Saturday, October 5, 2013

sushiela

I see the words appear on the lines that crease your forehead, or the space between your brows, before you even speak out. You’re aged further by the very weight of your thoughts, you turn pale at an image that rests at the back of your eyelids, places far beyond my reach.

I cannot shelter you from those demons. But I can tell you that if you ever find the courage to speak, to say what you feel, I’ll listen. I’ll listen and I won’t judge you. We are allowed be imperfect, and flawed and totally lost together. But at some point, we have to find our way back home.

I’ll take your hands, and bring them to your lips and show you how perfect they are. How wonderful they’d look if only you’d just smile. I’ll touch your hair and brush those beautiful brown locks of yours down, entangling them in my fingers, fistfuls of you. Bringing you closer to me, I take my hand and brush them over to your feet with all its ten toes; to show you that you can walk, your steps are not cursed, and you are not marred by a burden carried. You are not crazy; nothing needs to stay in your head. I will love you through the vulgarity of your thoughts, through the sting in their vulnerabilities and even through this, will I want to see your vicarious raw soul.   

Don’t be afraid to let me embrace you. You will always be free, you’ll always be you. I don’t want to change any of that. I’m here to show you that you can still love this world.

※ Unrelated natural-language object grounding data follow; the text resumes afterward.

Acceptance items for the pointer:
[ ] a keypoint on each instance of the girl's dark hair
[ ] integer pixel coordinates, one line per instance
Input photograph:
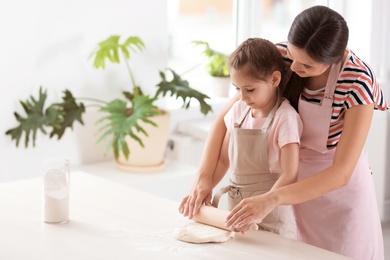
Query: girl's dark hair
(323, 34)
(258, 58)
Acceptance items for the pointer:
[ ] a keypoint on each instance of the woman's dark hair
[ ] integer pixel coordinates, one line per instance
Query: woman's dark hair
(323, 34)
(258, 58)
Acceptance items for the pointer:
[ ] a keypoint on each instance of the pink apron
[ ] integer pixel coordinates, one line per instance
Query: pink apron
(345, 221)
(251, 176)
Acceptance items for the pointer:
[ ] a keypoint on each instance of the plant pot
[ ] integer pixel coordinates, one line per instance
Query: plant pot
(151, 156)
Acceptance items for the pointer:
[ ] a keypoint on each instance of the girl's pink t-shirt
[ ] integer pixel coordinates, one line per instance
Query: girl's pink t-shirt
(285, 128)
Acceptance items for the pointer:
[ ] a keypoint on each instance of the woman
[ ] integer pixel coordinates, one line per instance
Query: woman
(335, 94)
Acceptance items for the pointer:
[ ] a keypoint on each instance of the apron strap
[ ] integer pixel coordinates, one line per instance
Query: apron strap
(238, 125)
(266, 183)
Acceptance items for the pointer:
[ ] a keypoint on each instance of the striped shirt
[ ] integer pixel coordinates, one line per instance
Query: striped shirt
(356, 85)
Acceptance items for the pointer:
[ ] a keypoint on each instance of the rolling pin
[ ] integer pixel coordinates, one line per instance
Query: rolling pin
(215, 217)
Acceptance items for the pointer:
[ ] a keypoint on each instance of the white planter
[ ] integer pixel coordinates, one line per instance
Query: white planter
(150, 157)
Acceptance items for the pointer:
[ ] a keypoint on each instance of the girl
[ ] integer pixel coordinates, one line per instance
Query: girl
(261, 144)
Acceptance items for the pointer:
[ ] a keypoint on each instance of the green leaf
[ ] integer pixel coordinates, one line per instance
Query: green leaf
(58, 117)
(70, 111)
(181, 89)
(109, 49)
(217, 64)
(122, 121)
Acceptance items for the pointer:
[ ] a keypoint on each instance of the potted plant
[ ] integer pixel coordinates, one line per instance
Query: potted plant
(124, 120)
(217, 68)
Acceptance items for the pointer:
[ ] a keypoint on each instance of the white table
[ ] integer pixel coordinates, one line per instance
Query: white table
(113, 221)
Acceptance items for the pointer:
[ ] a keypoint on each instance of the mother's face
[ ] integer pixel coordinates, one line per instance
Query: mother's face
(303, 64)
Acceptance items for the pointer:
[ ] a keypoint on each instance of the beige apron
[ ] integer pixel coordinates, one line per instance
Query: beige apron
(346, 220)
(250, 174)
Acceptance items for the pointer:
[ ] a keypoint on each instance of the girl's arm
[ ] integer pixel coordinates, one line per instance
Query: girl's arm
(289, 160)
(356, 126)
(201, 191)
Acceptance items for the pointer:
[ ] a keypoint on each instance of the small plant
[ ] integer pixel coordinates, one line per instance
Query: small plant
(121, 116)
(217, 65)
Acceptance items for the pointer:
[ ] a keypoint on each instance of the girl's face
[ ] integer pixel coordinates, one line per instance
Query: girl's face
(302, 64)
(258, 94)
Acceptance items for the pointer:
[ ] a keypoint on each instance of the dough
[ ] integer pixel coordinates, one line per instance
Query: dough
(194, 232)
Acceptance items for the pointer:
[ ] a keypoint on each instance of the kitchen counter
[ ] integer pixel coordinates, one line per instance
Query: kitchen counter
(109, 220)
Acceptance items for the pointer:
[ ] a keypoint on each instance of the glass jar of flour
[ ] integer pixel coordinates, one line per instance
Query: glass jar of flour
(56, 190)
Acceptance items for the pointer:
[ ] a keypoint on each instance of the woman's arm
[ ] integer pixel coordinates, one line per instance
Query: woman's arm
(201, 191)
(357, 122)
(289, 160)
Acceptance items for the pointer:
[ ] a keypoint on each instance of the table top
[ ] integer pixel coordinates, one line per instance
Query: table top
(109, 220)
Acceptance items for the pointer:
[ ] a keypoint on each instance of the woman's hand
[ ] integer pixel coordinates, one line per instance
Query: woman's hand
(250, 210)
(200, 194)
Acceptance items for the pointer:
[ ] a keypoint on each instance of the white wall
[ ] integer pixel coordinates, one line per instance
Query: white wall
(47, 43)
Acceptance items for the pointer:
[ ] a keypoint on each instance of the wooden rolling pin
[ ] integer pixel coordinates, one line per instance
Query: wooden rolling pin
(215, 217)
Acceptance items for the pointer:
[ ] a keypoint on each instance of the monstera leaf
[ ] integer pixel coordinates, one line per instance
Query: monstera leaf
(122, 121)
(57, 117)
(109, 49)
(181, 89)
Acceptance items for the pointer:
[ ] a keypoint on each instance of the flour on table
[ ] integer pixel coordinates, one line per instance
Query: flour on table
(194, 232)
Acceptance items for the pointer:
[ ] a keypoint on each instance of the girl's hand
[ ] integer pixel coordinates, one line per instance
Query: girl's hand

There is still happiness for you here, happiness that your age cannot take away. Your wrinkled skin a testimony to the feats you have performed with honesty and sincerity. Your face doesn’t lie. I get it. You are tired.


I can’t tell you how it could have been different. But I can tell you I’m happy it was not, because if it was, we would not be here right now. So please please laugh once more for me, and let me lay you to rest. The one I am thankful for.